Turning his guns on Carlos Slim would dovetail with several of Trump’s campaign themes, from his claim of a media conspiracy against him to his attacks on Mexican immigrants.
The Slim family owns some 17% of the Class A shares in the New York Times Co nyt , making it the largest individual shareholder, and has given more than $250,000 to the Clinton Foundation over the years, the Journal reports. Companies controlled by Slim lent the New York Times Co. $250 million in 2009 in the wake of the financial crisis. In January 2015 he converted the warrants he bought then to more than double his share in the company to 16.8%, according to Reuters.
The two billionaires have had a fraught personal relationship for more than a year. In June 2015, a television company controlled by Slim cancelled a project with Trump after the then-candidate for the Republican nomination made comments suggesting that Mexican migrants were drug-runners and rapists. At the time, Slim’s spokesman called the comments racist.
Citing a Trump advisor, the Wall Street Journal reports that Trump could use Slim as a wedge to attack the “failing” New York Times—which at Thursday’s rally Trump said was “fighting desperately for its relevance and financial survival”—for needing to be “rescued” by a “foreigner.”

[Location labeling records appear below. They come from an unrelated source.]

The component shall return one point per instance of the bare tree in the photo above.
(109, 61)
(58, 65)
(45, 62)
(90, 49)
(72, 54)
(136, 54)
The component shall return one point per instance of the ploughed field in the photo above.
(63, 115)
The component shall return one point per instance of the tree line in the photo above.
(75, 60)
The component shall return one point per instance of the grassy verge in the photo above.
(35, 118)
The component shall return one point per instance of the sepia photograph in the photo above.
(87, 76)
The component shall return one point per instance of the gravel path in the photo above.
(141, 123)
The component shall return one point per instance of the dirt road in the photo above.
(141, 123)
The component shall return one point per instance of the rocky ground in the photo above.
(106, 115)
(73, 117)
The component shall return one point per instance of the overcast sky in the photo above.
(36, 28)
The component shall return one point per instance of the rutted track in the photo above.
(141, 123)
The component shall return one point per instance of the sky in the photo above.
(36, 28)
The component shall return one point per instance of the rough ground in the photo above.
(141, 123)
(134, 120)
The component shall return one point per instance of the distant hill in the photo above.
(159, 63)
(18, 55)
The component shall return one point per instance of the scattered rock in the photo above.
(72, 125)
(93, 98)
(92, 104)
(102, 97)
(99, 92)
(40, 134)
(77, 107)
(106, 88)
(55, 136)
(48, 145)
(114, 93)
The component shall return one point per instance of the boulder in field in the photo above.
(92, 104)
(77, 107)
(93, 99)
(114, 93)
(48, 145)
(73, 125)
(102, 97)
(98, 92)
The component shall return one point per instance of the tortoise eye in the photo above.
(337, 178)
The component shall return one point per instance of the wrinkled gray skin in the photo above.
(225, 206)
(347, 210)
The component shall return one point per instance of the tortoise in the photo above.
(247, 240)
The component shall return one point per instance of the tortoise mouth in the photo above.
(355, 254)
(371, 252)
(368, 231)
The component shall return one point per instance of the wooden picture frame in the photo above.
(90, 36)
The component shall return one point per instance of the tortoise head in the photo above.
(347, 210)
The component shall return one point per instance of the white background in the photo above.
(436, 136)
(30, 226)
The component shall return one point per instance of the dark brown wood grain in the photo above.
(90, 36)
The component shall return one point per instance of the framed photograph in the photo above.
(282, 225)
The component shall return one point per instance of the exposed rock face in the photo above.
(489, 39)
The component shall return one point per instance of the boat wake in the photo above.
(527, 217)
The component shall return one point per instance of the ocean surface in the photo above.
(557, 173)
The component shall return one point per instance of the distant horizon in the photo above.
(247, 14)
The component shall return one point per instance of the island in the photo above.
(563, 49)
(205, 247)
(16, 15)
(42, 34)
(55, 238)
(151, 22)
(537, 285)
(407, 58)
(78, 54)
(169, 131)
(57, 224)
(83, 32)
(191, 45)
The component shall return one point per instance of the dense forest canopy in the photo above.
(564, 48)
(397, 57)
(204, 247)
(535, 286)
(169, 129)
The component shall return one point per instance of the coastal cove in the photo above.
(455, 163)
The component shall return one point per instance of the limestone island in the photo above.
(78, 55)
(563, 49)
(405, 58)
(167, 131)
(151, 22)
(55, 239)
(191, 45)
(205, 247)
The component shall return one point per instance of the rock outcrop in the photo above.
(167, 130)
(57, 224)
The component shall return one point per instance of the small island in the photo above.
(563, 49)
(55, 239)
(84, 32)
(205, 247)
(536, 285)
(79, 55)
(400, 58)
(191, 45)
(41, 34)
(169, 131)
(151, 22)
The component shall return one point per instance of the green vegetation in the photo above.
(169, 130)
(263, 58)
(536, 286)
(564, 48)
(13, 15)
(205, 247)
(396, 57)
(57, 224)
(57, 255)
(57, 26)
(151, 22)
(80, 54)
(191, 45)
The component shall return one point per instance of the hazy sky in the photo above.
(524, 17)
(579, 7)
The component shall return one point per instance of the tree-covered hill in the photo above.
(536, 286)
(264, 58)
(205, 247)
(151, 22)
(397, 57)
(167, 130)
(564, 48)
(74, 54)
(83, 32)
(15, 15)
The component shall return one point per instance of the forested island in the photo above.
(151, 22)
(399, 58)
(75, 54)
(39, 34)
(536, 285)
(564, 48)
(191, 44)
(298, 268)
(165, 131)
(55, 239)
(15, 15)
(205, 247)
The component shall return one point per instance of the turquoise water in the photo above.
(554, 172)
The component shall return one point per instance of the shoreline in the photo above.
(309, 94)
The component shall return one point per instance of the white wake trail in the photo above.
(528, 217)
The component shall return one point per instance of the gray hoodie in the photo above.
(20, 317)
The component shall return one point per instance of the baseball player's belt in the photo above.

In response to the possibility of Trump’s potential allegations of a conspiracy, the Clinton campaign, the Slim family, and the New York Times all issued denials.
“Carlos Slim is an excellent shareholder who fully respects boundaries regarding the independence of our journalism,” Times publisher Arthur Sulzberger Jr. told the Journal. “He has never sought to influence what we report.”
Fortune has contacted the Trump campaign and representatives of the Slim family, and will update this story if they respond.